A partir de ese día la cristiana de los primeros siglos no volvió a caminar sin una palma y la existencia se volvió un infierno, un lago de profunda amargura, para el pobre cornudo domado que se puso a beber y que se volvió lo bastante idiota como para ser, razonable y caritativamente, recluido en un asilo.
Por a una increíble suerte, la educación de Mademoiselle Durable había sido mejor de lo que hubiese podido hacer suponer la coyuntura.
Es cierto que su virtuosa madre, dedicada sin descanso al embrutecimiento del señor Durable y entregada a oscuras farsas, se había ocupado muy poco de ella, y pronto la había abandonado a la mercenaria vigilancia de las religiosas de la Escalera de Pilato quienes, por milagro, cumplieron concienzudamente con su misión.
La joven, con una dote suficiente y presentable desde todo punto de vista, aferró con presteza la primera ocasión de matrimonio que se le presentó en cuanto hubo comprendido la ridiculez y la malicia execrable de esa perra vieja que se transformó entonces en suegra por un decreto misterioso de la terrible Providencia.
Todos admiramos el coraje del joven marido.
La ceremonia acababa de terminar, cuando éste, de carácter muy independiente, declaró su firme voluntad de alejarse de inmediato con su mujer en un tren rápido. Todo el mundo pudo ver que esta resolución, tal vez concertada, no afligía en los más mínimo a la joven novia, la que no había parecido otorgar más que una vaga atención a los gemidos o a los reproches maternos. Madame Durable sofocada por la más generosa de las indignaciones había vuelto a su casa solitaria meditando las peores venganzas.
Pero no. La palabra venganza no era la adecuada. De lo que se trataba era de castigar.
Esa madre ultrajada tenía el derecho de castigar. Tenía incluso el deber de hacerlo, para que no perdiese validez el cuarto mandamiento de la ley divina.
En consecuencia, todos los medios eran buenos y la intención piadosa perfumaría las más venenosas intrigas.
Con el fin de poner en práctica tan loable propósito, la mártir, en adelante, se las arregló para lograr, por medio de cualquier treta y de cualquier artimaña, el deshonor de su yerno y el deshonor de su hija.
Al primero lo acusó de vicios monstruosos, de costumbres infames que fueron certificadas por abominables testigos. La joven esposa recibió cartas que podrían haber sido enviadas desde Sodoma. La Culata le envió sus pésames y el Nene Dedo-Grueso le hizo saber que «esto no quedaría así». Un torrente de basuras cubrió el lecho conyugal de los nuevos esposos.
Por su parte, el marido fue acosado por un número infinito de mensajes anónimos o firmados con seudónimos, de formas distintas, pero siempre untuosos y saturados de la más afable tristeza, que, con precaución, le abrían los ojos sobre el sucio pasado de su compañera, cuyo solo aliento había podrido cincuenta muchachas en los dormitorios del pensionado y que, con la dote, no había podido ofrecerle más que la baja y rudimentaria virginidad de su cuerpo.

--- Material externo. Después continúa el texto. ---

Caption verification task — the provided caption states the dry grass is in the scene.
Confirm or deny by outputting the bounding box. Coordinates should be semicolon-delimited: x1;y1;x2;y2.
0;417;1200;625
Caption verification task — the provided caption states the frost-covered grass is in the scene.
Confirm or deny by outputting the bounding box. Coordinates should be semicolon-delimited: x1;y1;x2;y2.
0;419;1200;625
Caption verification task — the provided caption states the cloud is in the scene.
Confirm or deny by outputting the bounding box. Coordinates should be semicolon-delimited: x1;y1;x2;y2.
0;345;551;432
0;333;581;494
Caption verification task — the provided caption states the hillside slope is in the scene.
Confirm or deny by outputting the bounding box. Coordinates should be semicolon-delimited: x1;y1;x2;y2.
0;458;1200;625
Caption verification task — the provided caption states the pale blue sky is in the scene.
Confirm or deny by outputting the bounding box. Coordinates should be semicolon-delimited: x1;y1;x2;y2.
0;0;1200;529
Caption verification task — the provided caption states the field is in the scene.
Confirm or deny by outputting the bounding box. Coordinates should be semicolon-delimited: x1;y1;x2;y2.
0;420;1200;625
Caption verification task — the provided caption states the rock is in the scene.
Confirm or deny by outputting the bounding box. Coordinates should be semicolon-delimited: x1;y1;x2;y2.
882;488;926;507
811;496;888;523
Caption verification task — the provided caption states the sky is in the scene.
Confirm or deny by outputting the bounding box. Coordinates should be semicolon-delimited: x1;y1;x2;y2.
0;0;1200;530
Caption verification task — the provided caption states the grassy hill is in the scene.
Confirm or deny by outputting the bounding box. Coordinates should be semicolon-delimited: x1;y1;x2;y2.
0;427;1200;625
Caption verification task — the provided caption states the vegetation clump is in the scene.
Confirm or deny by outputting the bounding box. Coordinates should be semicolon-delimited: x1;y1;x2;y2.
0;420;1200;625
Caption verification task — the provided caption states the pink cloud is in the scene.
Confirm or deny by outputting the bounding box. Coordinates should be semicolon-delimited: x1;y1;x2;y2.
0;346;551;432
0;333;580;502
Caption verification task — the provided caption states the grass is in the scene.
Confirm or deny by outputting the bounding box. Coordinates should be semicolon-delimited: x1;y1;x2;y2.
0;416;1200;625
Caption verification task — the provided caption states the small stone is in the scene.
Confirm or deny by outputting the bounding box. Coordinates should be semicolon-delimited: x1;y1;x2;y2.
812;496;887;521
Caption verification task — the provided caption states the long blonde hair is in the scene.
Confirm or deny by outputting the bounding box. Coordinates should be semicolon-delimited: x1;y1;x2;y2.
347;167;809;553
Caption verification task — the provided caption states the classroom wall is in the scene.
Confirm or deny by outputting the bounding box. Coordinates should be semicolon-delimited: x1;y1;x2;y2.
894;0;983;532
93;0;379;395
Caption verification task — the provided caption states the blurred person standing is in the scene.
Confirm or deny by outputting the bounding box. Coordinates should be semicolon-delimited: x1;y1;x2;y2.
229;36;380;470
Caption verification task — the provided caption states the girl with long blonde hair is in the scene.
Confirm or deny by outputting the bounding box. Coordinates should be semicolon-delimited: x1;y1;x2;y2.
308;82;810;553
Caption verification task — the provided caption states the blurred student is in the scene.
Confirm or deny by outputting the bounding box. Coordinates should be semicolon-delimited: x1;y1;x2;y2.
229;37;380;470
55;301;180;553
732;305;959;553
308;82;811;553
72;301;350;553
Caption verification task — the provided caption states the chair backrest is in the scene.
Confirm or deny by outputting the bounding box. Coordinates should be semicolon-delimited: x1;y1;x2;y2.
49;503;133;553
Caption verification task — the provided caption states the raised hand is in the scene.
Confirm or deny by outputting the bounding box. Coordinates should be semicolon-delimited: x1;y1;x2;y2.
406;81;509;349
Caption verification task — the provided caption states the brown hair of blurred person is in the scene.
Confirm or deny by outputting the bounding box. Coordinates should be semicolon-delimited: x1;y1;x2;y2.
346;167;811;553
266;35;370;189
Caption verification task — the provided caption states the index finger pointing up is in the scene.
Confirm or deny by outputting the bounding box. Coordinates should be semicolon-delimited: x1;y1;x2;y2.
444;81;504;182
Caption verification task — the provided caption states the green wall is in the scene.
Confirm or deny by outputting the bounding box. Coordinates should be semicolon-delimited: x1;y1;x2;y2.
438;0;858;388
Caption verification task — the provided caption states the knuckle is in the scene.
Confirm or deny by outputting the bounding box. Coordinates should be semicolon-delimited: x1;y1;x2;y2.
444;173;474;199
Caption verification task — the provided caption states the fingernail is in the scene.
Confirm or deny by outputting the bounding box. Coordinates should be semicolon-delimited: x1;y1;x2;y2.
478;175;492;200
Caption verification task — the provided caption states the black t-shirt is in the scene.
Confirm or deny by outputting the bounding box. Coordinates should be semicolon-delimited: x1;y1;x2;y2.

Nada podía compararse a la maldad diabólica, a la habilidad infernal que movía todos los hilos de esta intriga de imposturas, que suministraba así, cada día, los venenos espantosos del infanticidio.
Aquello duró más de seis meses. Los desdichados que no habían querido responder, al principio, sino con un profundo desprecio, pronto fueron presa del horror ante una persecución tan tenaz.
Supieron que cartas que procedían de la misma desconocida fuente se dispersaban a su alrededor en los hoteles, entre los patrones y los domésticos y entre ciertos notables de las ciudades y pueblos que atravesaban huyendo.
Los atenazó una angustia pánica; desgarrados por irreparables sospechas que ellos, vanamente, sabían absurdas, terminaron precipitándose en una cloca de melancolía.
Ya no comieron ni durmieron y sus almas se perdieron en los pálidos abismos en donde se diluye la esperanza.
Un día, al fin, murieron juntos a la misma hora y en el mismo lugar sin que se haya podido saber precisamente de qué manera habían dejado de sufrir.
La madre, que los seguía como un tiburón, hizo constatar el suicidio para que de ninguna manera se les pudiese dar la sepultura de los cristianos.
Ella es, cada vez más, la Mártir y cada día se eleva con extrema facilidad hasta el tercer cielo, y cada noche, a última hora, le toca la campana — según reza la crónica de la calle de Constantinopla — a un robusto ayuda de cámara.
Traducción de Miguel Ángel Frontán.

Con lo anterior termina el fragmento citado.